Daniela De Crescenzo, Il Messaggero 2/11/2013, 2 novembre 2013
«PER OGNI FUSTO SOTTERRATO 500 MILA LIRE ALLA CAMORRA»
IL DOSSIER
NAPOLI La democrazia secondo Schiavone. In quella famosa audizione del 7 ottobre 1997 davanti alla Commissione ecomafie il collaboratore di giustizia spiegò tutto del clan. E si soffermò anche sui rapporti tra i Casalesi e la politica spiegando che i boss avevano avuto rapporti con diversi big. All’indomani della desecretazione dell’audizione di Schiavone, la presidente della Camera, Laura Boldrini, ha affermato: «E’ impensabile che cittadini coinvolti come parte lesa in una situazione così grave per il loro futuro non abbiano possibilità di essere informati».
I COMUNI
L’attenzione dei camorristi, sostiene Schiavone nella sua audizione, si appuntava soprattutto sugli amministratori locali: «In tutti i 106 comuni della provincia di Caserta (in realtà sono 104, ndr) noi facevamo i sindaci. Io, ad esempio, avevo la zona di Villa Literno e sono stato io a fare eleggere il sindaco. Prima il sindaco era socialista e noi eravamo democristiani. Dopo la guerra con i Bardellino.... ci avrebbe fatto piacere anche se fosse rimasto socialista, perché era la stessa cosa. Per esempio, a Frignano avevamo i comunisti. A noi importava non il colore ma solo i soldi». E i soldi, lo dimostrano diverse inchieste giudiziarie, non hanno colore politico. Anni dopo essere stato arrestato ed aver rotto i rapporti con il clan diventando collaboratore di giustizia, Schiavone ancora si diverte a ricordare gli episodi incredibili del passato: «A Villa Literno, che era di mia competenza, ho fatto io stesso l’amministrazione comunale. Abbiamo candidato determinate persone al di fuori di ogni sospetto. La sera li abbiamo riuniti e ne mancava uno.

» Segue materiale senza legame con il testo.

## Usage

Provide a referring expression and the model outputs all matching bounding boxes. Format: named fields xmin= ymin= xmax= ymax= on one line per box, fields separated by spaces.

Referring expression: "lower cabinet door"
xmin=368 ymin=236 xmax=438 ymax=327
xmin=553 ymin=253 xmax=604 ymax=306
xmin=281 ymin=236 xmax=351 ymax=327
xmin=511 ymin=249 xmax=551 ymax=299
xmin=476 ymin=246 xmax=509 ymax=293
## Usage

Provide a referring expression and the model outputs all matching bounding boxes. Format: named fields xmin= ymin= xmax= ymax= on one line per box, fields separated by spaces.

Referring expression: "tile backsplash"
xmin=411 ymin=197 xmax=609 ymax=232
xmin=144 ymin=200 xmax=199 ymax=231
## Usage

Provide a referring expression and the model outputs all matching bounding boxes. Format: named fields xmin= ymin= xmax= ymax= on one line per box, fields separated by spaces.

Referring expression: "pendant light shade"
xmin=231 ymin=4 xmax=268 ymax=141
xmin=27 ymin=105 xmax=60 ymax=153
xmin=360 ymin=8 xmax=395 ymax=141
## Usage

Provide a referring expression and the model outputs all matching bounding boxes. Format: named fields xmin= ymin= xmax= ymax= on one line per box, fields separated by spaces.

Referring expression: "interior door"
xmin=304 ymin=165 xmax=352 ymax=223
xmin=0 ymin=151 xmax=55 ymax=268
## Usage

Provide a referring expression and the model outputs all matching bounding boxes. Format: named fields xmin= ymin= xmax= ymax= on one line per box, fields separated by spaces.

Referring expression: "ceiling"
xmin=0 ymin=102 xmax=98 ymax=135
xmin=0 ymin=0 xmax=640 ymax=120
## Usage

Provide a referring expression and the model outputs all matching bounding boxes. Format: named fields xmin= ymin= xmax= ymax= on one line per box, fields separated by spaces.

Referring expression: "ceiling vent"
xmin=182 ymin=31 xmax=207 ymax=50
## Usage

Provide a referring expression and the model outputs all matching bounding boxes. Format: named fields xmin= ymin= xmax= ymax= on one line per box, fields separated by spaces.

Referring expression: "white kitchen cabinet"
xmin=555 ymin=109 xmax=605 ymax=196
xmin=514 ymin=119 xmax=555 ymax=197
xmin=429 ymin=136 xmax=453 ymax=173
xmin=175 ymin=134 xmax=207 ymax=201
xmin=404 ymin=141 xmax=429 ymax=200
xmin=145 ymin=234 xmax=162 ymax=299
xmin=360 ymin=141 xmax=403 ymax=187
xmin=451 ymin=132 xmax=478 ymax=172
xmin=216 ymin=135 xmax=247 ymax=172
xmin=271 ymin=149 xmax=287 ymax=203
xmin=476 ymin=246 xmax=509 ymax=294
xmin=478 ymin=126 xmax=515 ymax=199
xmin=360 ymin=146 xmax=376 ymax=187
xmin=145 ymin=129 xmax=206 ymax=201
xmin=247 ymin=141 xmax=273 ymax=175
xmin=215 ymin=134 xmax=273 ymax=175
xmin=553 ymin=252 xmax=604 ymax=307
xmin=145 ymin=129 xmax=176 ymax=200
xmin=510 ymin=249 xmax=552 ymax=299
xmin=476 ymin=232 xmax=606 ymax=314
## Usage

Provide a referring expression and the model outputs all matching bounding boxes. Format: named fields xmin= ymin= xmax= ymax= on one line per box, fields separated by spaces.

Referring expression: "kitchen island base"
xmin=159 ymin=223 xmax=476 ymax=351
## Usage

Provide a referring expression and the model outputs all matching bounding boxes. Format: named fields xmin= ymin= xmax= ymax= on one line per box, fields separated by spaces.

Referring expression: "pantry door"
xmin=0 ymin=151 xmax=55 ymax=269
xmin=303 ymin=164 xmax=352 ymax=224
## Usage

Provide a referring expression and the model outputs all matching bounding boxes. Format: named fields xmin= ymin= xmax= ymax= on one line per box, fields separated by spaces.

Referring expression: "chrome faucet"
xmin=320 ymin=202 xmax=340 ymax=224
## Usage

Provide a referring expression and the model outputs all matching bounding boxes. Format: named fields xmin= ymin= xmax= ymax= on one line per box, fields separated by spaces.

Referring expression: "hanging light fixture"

Ho detto loro: “Tu fai il sindaco, tu fai l’assessore” e via di questo passo. Mi hanno detto: “Ma manca un consigliere per avere la maggioranza”. Ho detto: “Andate a prendere Enrico Fabozzo e lo facciamo diventare democristiano”. Infatti lo facemmo assessore al personale. La sera era comunista e la mattina dopo diventò democristiano. È così che si facevano le amministrazioni». Fabozzo sarebbe Enrico Fabozzi il consigliere regionale del Pd accusato di aver fatto affari con i Casalesi. Arrestato, scarcerato, e tornato in consiglio in attesa che nei prossimi giorni il Tribunale della libertà decida se deve tornare in galera o può aspettare la sentenza in aula. Schiavone è stato uno dei testi a suo carico, ma dopo la deposizione l’avvocato di controparte ha depositato una memoria sottolineando quelle che a suo parere sono una serie di incongruenze, a cominciare dell’inesistente passaggio di Fabozzi nelle fila della Dc.
GLI ABUSI
Schiavone descrive una serie incredibile di abusi: dalle vasche destinate al commercio ittico e trasformate in discariche, all’esercito degli incensurati messo a guardia dei traffici, alle 500 mila lire per ogni fusto sotterrato, ai rapporti con Licio Gelli tenuti da Gaetano Cerci, parente di Bidognetti, e organizzatore della società Ecologia ’89 che i Casalesi utilizzavano per gestire le importazioni dei veleni. Ed elenca una serie di impianti gestiti dal clan: impianti che, bisogna ricordarlo, furono utilizzati durante l’emergenza rifiuti, nonostante fossero stati precedentemente dichiarati esauriti e in quell’epoca ci fossero già stati una serie di processi, nei quali aveva deposto anche il pentito. Infine ieri, in un’intervista tv, ha ammesso: «I clan inquinavano allora e lo fanno ancora».